MethCompare Part 14
Reworking flanking and intergenic regions
One of my tasks this week was to split the flanking region track into separate upstream and downstream flanking tracks. The main hypothesis associated with RRBS is that it captures methylation in promoter regions. Although my stacked barplots did not show any large amount of methylation occuring in flanking regions, we thought this was a necessary step to address the RRBS hypothesis.
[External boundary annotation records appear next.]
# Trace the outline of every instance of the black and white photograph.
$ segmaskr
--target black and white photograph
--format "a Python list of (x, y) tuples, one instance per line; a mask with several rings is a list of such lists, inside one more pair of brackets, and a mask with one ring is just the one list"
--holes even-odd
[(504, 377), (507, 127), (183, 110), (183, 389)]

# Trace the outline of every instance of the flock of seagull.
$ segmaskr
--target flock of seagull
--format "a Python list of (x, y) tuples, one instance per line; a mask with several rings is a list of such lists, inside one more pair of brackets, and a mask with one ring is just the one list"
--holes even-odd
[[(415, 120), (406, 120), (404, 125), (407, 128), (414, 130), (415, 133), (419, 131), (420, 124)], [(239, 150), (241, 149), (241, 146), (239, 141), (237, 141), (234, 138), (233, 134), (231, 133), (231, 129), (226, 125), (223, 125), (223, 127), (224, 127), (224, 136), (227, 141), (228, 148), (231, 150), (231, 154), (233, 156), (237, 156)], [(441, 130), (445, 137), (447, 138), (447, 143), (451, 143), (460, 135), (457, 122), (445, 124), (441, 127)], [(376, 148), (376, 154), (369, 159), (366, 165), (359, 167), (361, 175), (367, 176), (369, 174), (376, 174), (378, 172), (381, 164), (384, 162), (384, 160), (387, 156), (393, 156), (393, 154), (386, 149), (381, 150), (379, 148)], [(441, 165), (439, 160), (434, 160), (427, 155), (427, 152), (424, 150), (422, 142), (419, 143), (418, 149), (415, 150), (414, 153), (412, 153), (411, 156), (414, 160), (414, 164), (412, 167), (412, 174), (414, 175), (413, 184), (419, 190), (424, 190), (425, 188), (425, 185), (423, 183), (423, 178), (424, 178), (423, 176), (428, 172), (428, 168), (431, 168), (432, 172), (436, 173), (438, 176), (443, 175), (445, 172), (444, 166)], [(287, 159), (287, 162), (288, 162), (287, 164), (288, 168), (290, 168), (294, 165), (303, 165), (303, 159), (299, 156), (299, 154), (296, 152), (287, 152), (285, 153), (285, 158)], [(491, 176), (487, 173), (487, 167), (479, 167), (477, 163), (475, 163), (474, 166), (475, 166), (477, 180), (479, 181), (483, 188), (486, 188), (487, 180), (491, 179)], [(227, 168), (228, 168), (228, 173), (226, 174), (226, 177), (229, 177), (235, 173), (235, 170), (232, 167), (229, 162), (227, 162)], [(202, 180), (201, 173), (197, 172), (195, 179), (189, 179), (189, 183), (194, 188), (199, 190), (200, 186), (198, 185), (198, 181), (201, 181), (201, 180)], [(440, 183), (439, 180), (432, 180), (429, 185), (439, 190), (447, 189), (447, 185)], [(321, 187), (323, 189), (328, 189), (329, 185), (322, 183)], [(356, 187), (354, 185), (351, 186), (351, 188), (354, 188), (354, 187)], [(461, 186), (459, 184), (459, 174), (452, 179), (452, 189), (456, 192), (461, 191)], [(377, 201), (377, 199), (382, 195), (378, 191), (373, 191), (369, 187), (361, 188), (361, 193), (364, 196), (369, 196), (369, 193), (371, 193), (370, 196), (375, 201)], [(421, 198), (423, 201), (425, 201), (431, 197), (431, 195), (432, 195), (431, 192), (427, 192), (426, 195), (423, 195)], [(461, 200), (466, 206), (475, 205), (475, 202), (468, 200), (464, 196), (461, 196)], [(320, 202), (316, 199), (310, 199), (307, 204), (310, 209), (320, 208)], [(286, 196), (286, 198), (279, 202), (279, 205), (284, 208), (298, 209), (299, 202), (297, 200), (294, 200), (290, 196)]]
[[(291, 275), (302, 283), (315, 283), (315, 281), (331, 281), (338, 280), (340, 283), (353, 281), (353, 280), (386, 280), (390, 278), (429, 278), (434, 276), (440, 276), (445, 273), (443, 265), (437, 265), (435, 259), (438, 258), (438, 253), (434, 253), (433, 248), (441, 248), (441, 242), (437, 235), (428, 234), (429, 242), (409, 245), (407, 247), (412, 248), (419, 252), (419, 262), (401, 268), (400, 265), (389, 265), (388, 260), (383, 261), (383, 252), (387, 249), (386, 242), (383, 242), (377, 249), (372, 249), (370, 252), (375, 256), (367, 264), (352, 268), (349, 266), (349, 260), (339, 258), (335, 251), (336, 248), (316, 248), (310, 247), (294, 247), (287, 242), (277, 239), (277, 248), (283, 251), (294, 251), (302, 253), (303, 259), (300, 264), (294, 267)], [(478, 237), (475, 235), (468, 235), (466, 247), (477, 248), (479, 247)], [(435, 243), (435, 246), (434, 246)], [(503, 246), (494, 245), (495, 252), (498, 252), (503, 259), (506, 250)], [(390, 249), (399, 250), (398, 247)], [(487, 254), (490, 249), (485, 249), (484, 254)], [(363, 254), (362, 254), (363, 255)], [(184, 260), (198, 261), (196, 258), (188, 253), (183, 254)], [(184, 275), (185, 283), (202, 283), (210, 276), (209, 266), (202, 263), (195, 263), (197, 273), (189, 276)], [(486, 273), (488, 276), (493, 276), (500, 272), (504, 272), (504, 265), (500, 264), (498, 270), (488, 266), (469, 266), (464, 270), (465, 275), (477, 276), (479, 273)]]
Creating upstream and downstream flanks
In this Jupyter notebook I started to separate out entries in the combined flanking region track. I used the following code to parse out every other line as an upstream or downstream flank, depending on whether the strand was a forward or reverse strand:
#Select forward strands
#Separate upstream and downstream flanks
!grep "+" Mcap.GFFannotation.flanks.gff \
| awk '{ if (NR%2) print > "Mcap.GFFannotation.flanks.forwardUpstream.gff"; \
else print > "Mcap.GFFannotation.flanks.forwardDownstream.gff" }'
I then used cat
to combine up- or downstream flanks from forward and reverse strands. I used these revised tracks to characterize the locations of CpGs! Feeling good, I realized I needed to look at my tracks in IGV. I opened up the M. capitata and P. acuta IGV sessions realized that my code did not parse things correctly:
Figure 1. Error in M. capitata flank parsing.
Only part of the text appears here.